Business developments by business sector and region in 2013 The sales developments of the business sectors are also affected by significant exchange-rate effects. The Automotive Technology and Consumer Goods business sectors are especially hard hit by these effects. Regardless of this, the Automotive Technology business sector developed extremely positively in 2013. Its business with gasoline direct injection and diesel injection systems grew significantly. The Car Multimedia division was very successful with display instruments and infotainment systems. In Industrial Technology, the packaging machinery business was able to record good growth. By contrast, the global weakness of the mechanical engineering sector caused a considerable slump in the Drive and Control Technology division. In Consumer Goods, Bosch was once again successful with power tools in 2013, both for professional and DIY users. Developments in the Energy and Building Technology business sector were overshadowed by the situation in the Solar Energy division, which was again difficult in 2013. The Security Systems division was able to generate strong growth with communications services, while the Thermotechnology division was successful with energy efficient condensing appliances.
Significant sales growth outside Europe The strong euro had significant negative effects on the development of regional sales. Nonetheless, nominal Asia Pacific sales exceeded their previous-year level by some 5 percent. After adjusting for exchange-rate effects, sales growth even reached double digits.

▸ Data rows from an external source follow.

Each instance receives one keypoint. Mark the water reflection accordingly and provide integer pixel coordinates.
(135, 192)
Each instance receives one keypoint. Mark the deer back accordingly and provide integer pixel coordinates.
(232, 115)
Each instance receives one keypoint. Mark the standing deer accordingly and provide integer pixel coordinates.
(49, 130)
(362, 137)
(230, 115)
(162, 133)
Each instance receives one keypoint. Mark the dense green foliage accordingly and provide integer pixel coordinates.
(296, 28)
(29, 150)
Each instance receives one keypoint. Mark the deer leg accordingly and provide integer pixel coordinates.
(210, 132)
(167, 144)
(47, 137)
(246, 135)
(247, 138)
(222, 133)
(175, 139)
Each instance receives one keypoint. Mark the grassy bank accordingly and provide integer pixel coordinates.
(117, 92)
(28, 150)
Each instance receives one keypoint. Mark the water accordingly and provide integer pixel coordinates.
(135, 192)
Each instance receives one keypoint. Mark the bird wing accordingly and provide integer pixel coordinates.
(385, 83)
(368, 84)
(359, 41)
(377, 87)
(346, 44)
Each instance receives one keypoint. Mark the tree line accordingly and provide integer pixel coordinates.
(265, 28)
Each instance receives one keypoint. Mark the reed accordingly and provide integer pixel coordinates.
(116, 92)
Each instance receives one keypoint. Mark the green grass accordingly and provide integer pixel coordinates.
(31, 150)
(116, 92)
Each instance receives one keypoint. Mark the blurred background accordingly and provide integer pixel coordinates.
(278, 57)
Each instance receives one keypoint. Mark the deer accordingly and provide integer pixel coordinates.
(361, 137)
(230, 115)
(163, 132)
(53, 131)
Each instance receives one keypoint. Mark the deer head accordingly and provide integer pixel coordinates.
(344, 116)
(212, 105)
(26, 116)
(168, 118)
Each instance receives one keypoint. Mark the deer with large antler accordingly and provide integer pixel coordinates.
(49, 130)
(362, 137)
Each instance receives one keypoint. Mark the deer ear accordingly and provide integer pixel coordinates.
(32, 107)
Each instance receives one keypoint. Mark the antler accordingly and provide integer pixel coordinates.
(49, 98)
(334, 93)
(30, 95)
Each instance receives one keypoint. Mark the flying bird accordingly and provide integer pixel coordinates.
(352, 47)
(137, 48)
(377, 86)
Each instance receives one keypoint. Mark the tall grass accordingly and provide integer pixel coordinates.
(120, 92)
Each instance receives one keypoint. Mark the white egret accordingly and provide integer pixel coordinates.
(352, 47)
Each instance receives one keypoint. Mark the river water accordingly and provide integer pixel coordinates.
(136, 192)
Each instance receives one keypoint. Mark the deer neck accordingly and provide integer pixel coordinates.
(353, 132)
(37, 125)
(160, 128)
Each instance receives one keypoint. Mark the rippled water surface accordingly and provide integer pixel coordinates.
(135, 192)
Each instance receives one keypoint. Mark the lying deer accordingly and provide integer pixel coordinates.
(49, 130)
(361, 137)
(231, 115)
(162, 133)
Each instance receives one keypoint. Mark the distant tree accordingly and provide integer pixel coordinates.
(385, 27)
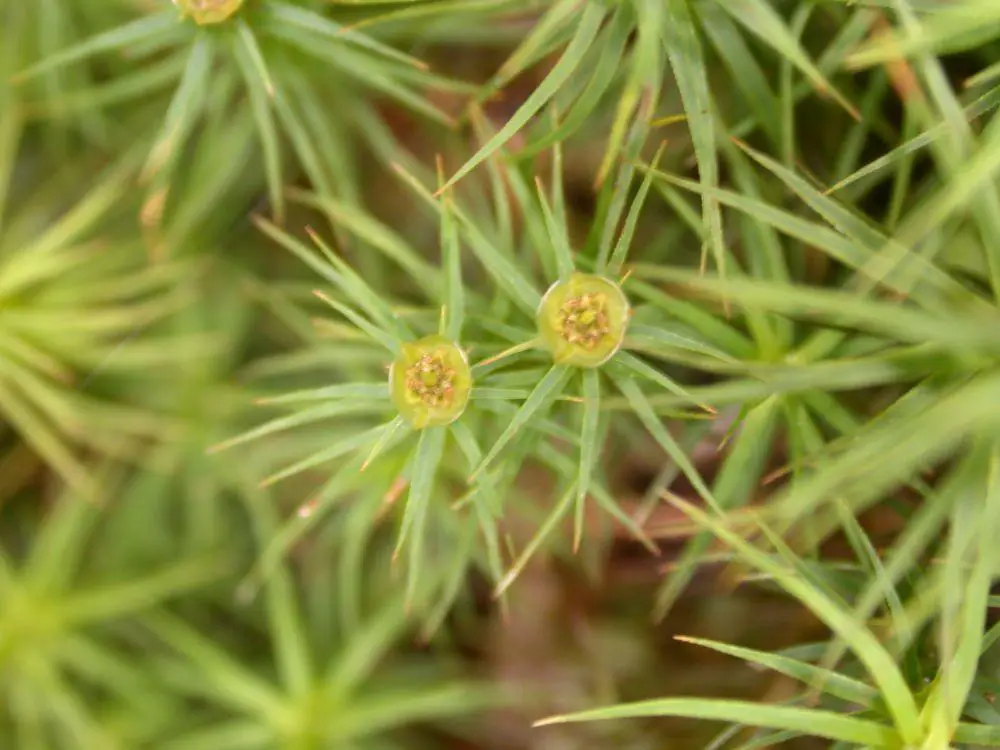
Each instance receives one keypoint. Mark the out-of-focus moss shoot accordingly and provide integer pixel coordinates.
(430, 382)
(583, 319)
(204, 12)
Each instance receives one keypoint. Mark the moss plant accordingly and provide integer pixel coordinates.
(354, 354)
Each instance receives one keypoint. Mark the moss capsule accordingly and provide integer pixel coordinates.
(582, 320)
(204, 12)
(430, 382)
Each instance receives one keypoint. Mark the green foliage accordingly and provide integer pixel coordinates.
(323, 325)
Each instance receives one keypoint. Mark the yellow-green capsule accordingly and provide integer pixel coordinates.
(582, 320)
(430, 382)
(204, 12)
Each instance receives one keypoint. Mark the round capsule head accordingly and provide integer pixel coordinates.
(582, 320)
(430, 382)
(204, 12)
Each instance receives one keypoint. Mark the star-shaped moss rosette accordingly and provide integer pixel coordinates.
(571, 341)
(248, 53)
(415, 422)
(430, 382)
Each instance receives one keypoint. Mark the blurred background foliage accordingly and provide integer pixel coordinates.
(771, 519)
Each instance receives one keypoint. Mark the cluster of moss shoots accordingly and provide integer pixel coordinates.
(430, 382)
(581, 321)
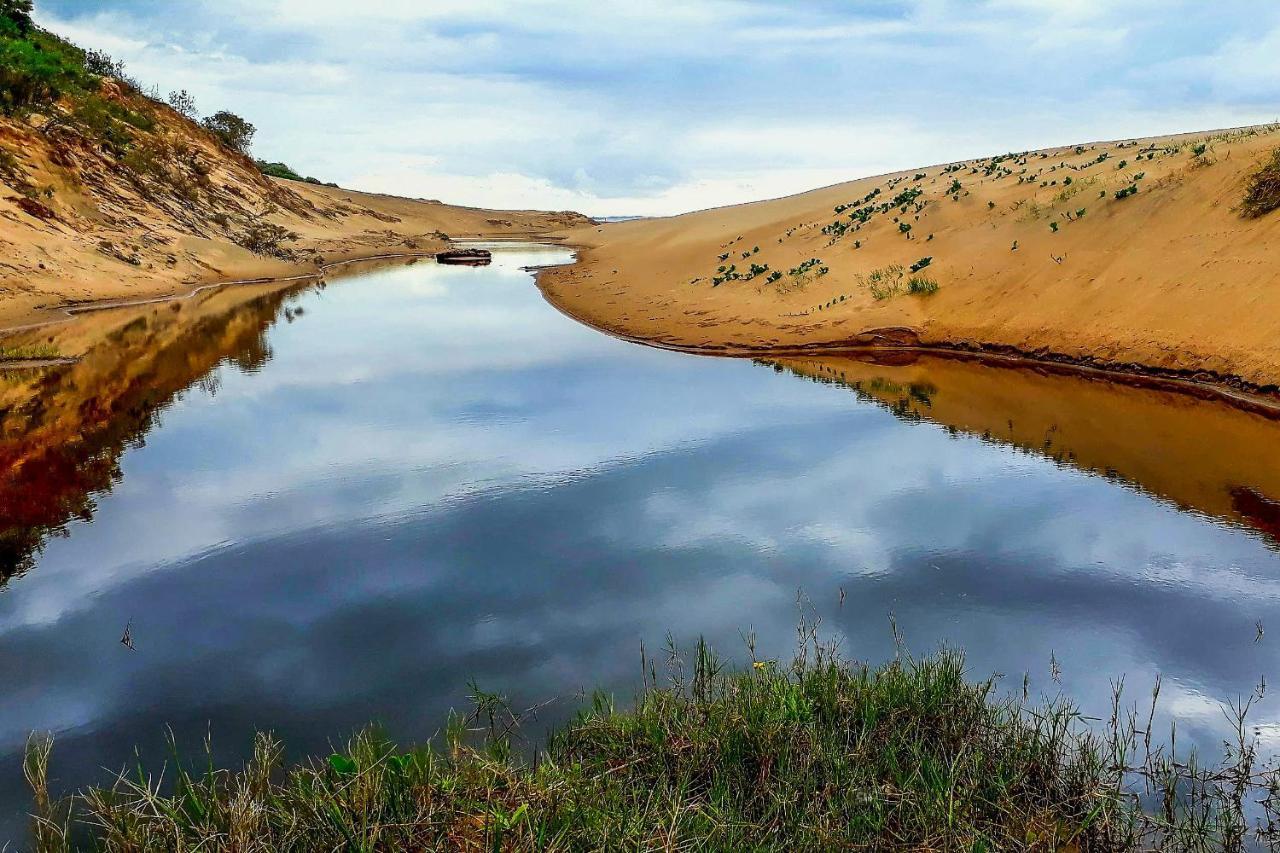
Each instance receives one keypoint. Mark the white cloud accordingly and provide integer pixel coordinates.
(663, 106)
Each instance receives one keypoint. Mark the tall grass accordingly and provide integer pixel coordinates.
(818, 753)
(1262, 194)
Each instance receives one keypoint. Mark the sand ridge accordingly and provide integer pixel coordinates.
(1129, 254)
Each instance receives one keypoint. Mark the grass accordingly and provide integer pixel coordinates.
(1262, 195)
(817, 753)
(32, 351)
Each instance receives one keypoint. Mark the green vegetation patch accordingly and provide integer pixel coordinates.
(1262, 194)
(818, 753)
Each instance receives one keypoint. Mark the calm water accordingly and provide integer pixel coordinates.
(339, 503)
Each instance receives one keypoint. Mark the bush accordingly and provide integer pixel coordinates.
(1262, 195)
(18, 13)
(922, 286)
(32, 72)
(278, 170)
(183, 103)
(265, 238)
(231, 131)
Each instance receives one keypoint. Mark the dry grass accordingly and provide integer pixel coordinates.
(1262, 195)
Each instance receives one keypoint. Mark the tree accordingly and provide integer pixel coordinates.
(17, 12)
(232, 131)
(183, 101)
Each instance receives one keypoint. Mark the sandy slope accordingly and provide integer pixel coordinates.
(1171, 278)
(78, 224)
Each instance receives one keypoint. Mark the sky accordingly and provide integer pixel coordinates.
(659, 106)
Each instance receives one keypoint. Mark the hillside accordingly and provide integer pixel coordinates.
(1130, 254)
(108, 194)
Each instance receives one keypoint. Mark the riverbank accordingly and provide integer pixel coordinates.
(170, 210)
(813, 755)
(406, 228)
(1133, 256)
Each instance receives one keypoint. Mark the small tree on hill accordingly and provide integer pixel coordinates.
(17, 12)
(232, 131)
(183, 101)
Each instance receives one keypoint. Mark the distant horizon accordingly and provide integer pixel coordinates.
(673, 108)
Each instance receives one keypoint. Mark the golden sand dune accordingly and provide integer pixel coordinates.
(1130, 254)
(82, 224)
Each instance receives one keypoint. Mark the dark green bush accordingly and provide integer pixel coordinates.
(17, 13)
(231, 131)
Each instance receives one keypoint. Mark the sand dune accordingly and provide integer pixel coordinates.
(78, 224)
(1048, 254)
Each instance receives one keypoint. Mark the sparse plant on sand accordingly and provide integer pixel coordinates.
(1262, 194)
(922, 286)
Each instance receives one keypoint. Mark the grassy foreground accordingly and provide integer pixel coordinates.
(817, 755)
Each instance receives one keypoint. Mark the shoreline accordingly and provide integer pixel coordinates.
(71, 310)
(1233, 391)
(1052, 267)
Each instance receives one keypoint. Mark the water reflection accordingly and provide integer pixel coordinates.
(1202, 455)
(434, 477)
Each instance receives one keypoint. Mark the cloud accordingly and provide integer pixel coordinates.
(666, 106)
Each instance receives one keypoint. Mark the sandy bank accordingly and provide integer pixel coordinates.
(1033, 254)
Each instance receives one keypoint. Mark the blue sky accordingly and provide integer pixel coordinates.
(657, 106)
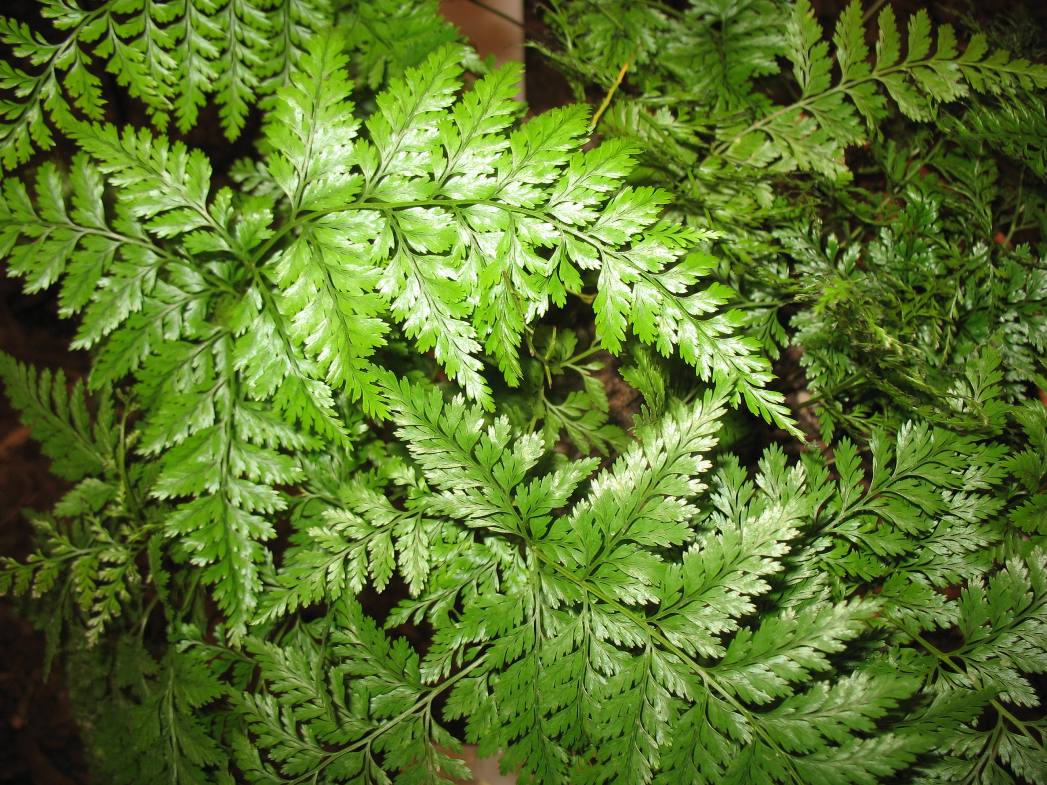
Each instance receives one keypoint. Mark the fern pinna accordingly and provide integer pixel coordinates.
(350, 483)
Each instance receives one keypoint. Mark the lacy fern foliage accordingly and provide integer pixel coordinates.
(421, 424)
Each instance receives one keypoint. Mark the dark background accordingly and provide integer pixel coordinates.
(39, 741)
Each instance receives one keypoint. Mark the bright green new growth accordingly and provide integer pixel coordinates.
(440, 220)
(348, 494)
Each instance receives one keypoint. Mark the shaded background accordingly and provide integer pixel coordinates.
(39, 741)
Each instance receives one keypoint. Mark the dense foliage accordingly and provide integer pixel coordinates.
(360, 470)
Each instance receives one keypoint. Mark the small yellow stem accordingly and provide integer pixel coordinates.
(610, 93)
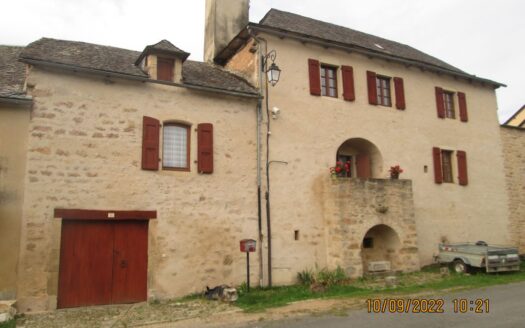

In North America, nominal growth was more than 3 percent according to preliminary figures. At roughly minus 3 percent in nominal terms, sales developed negatively in South America. When adjusted for exchange-rate effects, however, sales grew by a high single-digit figure. Despite an economy that remained very weak, nominal sales in Europe grew slightly, by some 2 percent.
Slight increase in headcount in Asia and North America Worldwide, the Bosch Group had a total of some 281,000 associates at the beginning of 2014 (adjusted previous-year figure: 273,000 associates). In current business, headcount increased by roughly 1,000. Most of these new jobs were in Asia and North America.
Moderate economic prospects for 2014 According to current forecasts, Bosch expects the economy to develop moderately in 2014. As things stand at present, global GDP is expected to grow by 2.8 percent. The company sees risks in the further development of the countries affected by the euro crisis, as well as in a further appreciation of the euro. Against this background, the Bosch Group expects sales to grow slightly in 2014, with its earnings situation continuing to improve.